Chain mail, capes, doublets and coats were arranged on three racks between the back of the store and the theater’s entrance hall. “We choose costumes that we’re sure won’t be reused,” said Anne Marret, general secretary of the Comédie-Française. “The pattern structure and all manufacturing techniques are archived. We can remake them identically if need be.”

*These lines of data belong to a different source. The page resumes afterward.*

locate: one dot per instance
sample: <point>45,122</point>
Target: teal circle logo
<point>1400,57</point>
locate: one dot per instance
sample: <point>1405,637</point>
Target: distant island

A few minutes after opening, the entrance hall was transformed into a fitting room. Edson Dos Santos, 38, a drama teacher from the Paris region, was trying something on in a corner. For a play he’s putting on with his students, he wanted to invest in “a colorful jester’s costume, like Sganarelle or Scapin.” After a conclusive fitting, he left with a burgundy outfit, designed in 1990 for an actor in Molière’s Médecin Volant (The Flying Doctor).

Ephemeral thrift shop

Each piece has been made-to-measure. The label attached to the garment indicates the name of the play, the costume designer, the character who wore it and the performance date. Villemot also provides information on the physical measurements of the actor for whom the garment was designed. Sandra, a 52-year-old insurance employee, had just bought a stage costume for her husband: “I’m confident that the size will fit him, as the actor who wore it is stout, and the costume has some room to move.”

This Thursday, the wardrobe of Molière’s characters was in the spotlight, with a number of garments from Le Bourgeois Gentilhomme (The Middle-Class Gentleman): a chocolate cotton twill coat, short wool crepe tunic and silk velvet leotard. A hanger held a heavy cape worn by an actor playing Hamlet in 1995.